Women’s Day in South Africa has its origins in the courageous and impactful actions of women who took a stand against injustice. On August 9, 1956, over 20,000 women from all walks of life marched to the Union Buildings in Pretoria to protest the discriminatory pass laws imposed by the apartheid government.
This historic protest, known as the Women’s March, was a demonstration of unity, determination, and a refusal to accept injustice.
In Honor of Women’s Month, we’d like to spotlight the remarkable journey of women and their indelible mark on design.
One of our proudest creations, the Bright Table was developed in collaboration with master weaver, Ma’am Beauty Ngxongo.
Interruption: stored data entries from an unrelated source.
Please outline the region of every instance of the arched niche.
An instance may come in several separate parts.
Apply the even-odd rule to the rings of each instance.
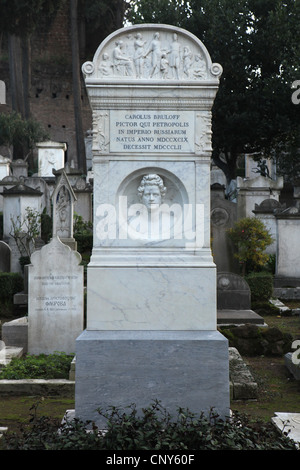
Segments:
[[[182,208],[189,203],[187,190],[182,181],[172,172],[158,168],[156,166],[143,167],[130,173],[120,184],[116,194],[116,207],[118,207],[120,197],[126,197],[127,207],[141,202],[138,188],[145,175],[157,174],[160,176],[166,187],[166,194],[163,198],[164,204],[172,206],[179,204]]]

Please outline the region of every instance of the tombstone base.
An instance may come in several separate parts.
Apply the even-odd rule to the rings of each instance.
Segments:
[[[97,409],[155,400],[229,417],[229,352],[218,331],[88,331],[76,340],[75,414],[105,428]]]

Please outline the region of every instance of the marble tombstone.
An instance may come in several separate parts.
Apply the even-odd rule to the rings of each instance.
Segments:
[[[169,25],[108,36],[82,66],[93,113],[94,242],[76,415],[99,406],[229,413],[210,248],[211,108],[222,67]]]

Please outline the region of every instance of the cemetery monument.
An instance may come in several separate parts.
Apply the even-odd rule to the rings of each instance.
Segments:
[[[108,36],[82,66],[93,113],[94,241],[75,415],[159,399],[229,416],[210,248],[211,108],[222,67],[169,25]]]

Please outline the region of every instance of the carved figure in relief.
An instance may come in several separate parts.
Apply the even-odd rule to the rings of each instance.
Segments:
[[[123,41],[116,41],[115,48],[113,50],[113,62],[114,68],[117,75],[130,76],[133,74],[132,61],[129,57],[126,57],[123,52],[124,43]]]
[[[178,42],[177,34],[173,34],[173,42],[171,43],[170,53],[170,68],[173,72],[173,78],[179,79],[180,67],[180,44]]]
[[[69,237],[70,227],[70,194],[65,186],[62,186],[56,198],[56,233],[59,237]]]
[[[160,70],[160,60],[161,60],[161,46],[160,46],[160,36],[159,33],[155,33],[153,36],[153,39],[150,43],[150,46],[144,55],[146,58],[149,54],[152,54],[152,69],[150,73],[150,78],[153,77],[153,75]]]
[[[99,65],[99,71],[101,75],[108,76],[111,75],[113,69],[113,64],[109,60],[109,55],[104,53],[102,56],[102,61],[100,62]]]
[[[166,192],[167,188],[162,178],[156,174],[145,175],[138,187],[141,201],[148,210],[159,207]]]
[[[143,75],[144,66],[144,46],[146,41],[143,41],[141,33],[137,33],[134,41],[134,65],[137,78],[141,78]]]
[[[187,78],[190,78],[191,67],[193,63],[192,53],[188,46],[183,48],[183,73]]]
[[[206,66],[203,57],[200,54],[195,56],[193,76],[194,78],[204,78],[206,73]]]
[[[165,52],[163,52],[160,59],[160,71],[162,78],[168,78],[169,61]]]
[[[52,168],[54,168],[56,162],[55,153],[49,150],[46,150],[41,161],[41,174],[48,175],[51,174]]]

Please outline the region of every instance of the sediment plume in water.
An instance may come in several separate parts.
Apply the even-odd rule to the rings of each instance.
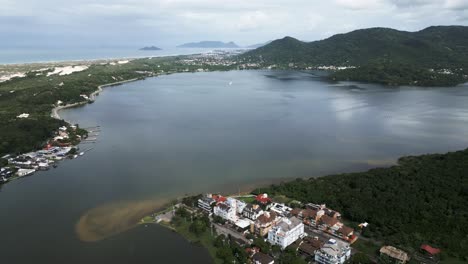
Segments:
[[[96,242],[135,227],[144,216],[167,202],[145,200],[105,204],[83,214],[75,230],[81,241]]]

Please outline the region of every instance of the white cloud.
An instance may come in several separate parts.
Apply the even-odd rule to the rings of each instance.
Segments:
[[[0,0],[0,34],[11,43],[19,35],[36,41],[37,34],[28,32],[40,29],[44,39],[70,41],[252,44],[285,35],[316,40],[367,27],[466,25],[467,7],[468,0]]]
[[[335,2],[338,6],[354,10],[380,9],[389,6],[384,0],[335,0]]]

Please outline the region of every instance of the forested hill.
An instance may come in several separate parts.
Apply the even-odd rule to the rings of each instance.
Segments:
[[[389,28],[369,28],[352,31],[346,34],[334,35],[330,38],[314,42],[302,42],[291,37],[278,39],[272,43],[249,51],[241,56],[249,62],[262,65],[290,65],[298,68],[314,66],[377,66],[395,71],[401,65],[416,69],[434,69],[437,71],[451,69],[466,80],[468,68],[468,27],[437,26],[418,32],[398,31]],[[460,71],[460,68],[463,68]],[[360,74],[354,70],[355,76],[337,76],[339,79],[359,79]],[[403,71],[392,73],[395,77],[405,75]],[[414,72],[412,73],[414,74]],[[447,73],[444,73],[447,75]],[[418,81],[409,78],[411,81]],[[388,80],[382,81],[387,83]],[[427,76],[424,76],[427,78]],[[431,78],[431,77],[430,77]],[[361,78],[365,81],[366,78]],[[362,80],[361,80],[362,81]],[[370,80],[375,81],[375,80]],[[395,80],[396,84],[407,80]],[[463,80],[458,80],[458,83]],[[417,82],[415,83],[417,84]],[[442,83],[443,84],[443,83]],[[436,85],[439,85],[437,83]]]
[[[296,180],[256,193],[326,203],[364,235],[416,250],[422,243],[468,261],[468,149],[404,157],[398,166]]]

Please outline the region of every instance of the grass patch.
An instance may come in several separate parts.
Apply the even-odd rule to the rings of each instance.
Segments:
[[[163,223],[163,222],[161,222]],[[183,236],[185,239],[190,241],[191,243],[198,243],[202,245],[204,248],[208,250],[208,253],[213,259],[213,263],[221,264],[223,261],[216,257],[216,250],[217,248],[213,245],[215,237],[211,236],[210,230],[207,230],[203,234],[197,236],[194,233],[190,232],[190,221],[183,220],[178,225],[173,225],[169,223],[162,224],[168,228],[175,230],[178,234]]]
[[[244,196],[244,197],[237,197],[237,200],[243,201],[245,203],[253,203],[255,201],[255,196]]]
[[[356,242],[353,243],[352,247],[357,251],[360,251],[368,256],[371,257],[378,257],[380,246],[374,244],[371,241],[364,241],[362,239],[358,239]]]

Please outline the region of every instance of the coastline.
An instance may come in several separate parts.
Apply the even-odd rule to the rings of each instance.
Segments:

The Bright Table is a great example of how women have championed sustainability. We use Ilala palm to make the tables, an indigenous plant growing along the North-Eastern Coast of KwaZulu-Natal.
The ilala palm has been an essential part of African women’s lives for generations. Its long, slender fronds provided shelter as roofing material, protecting families from the elements. But it didn’t stop there. African women, renowned for their resourcefulness, began weaving these fronds into intricate Zulu baskets. These baskets were designed to be water-resistant, allowing them to transport water efficiently and effectively from wells and rivers to their homes.
Now, this same material finds new life in our Bright Table, which serves as a versatile piece of furniture. The selection of table colors is influenced by the seasonal availability of certain vegetation, roots, and barks of specific trees. Dyeing the palm fronds is partially tradition, handed down from old masters, partially science and alchemy and largely governed by the creativity and experience of the individual weavers as they experiment according to their artistic drive for every different color variation.
When we think about the innovative use of materials, we draw inspiration from the tradition of Zulu maidens who communicated through intricate beadwork. In Zulu culture, beads are not only used for decoration but also hold significant cultural and traditional values. It is said that Zulu maidens, for instance, used beads to send love letters to their lovers. The process is called “ukuhlola” in Zulu, which means “to communicate.”
Traditionally, Zulu maidens would use different colored beads to send messages to their lovers. Each color had a specific meaning. For instance, a white bead meant purity, a blue bead meant faithfulness, and a red bead symbolized love. This tradition speaks to the resourcefulness and ingenuity of women even in the realm of communication.
Women have consistently been trendsetters and pioneers. It’s through their ingenuity that we are able to breathe new life into traditional designs, techniques, and objects, ensuring that our rich cultural heritage remains relevant in today’s society and is never forgotten.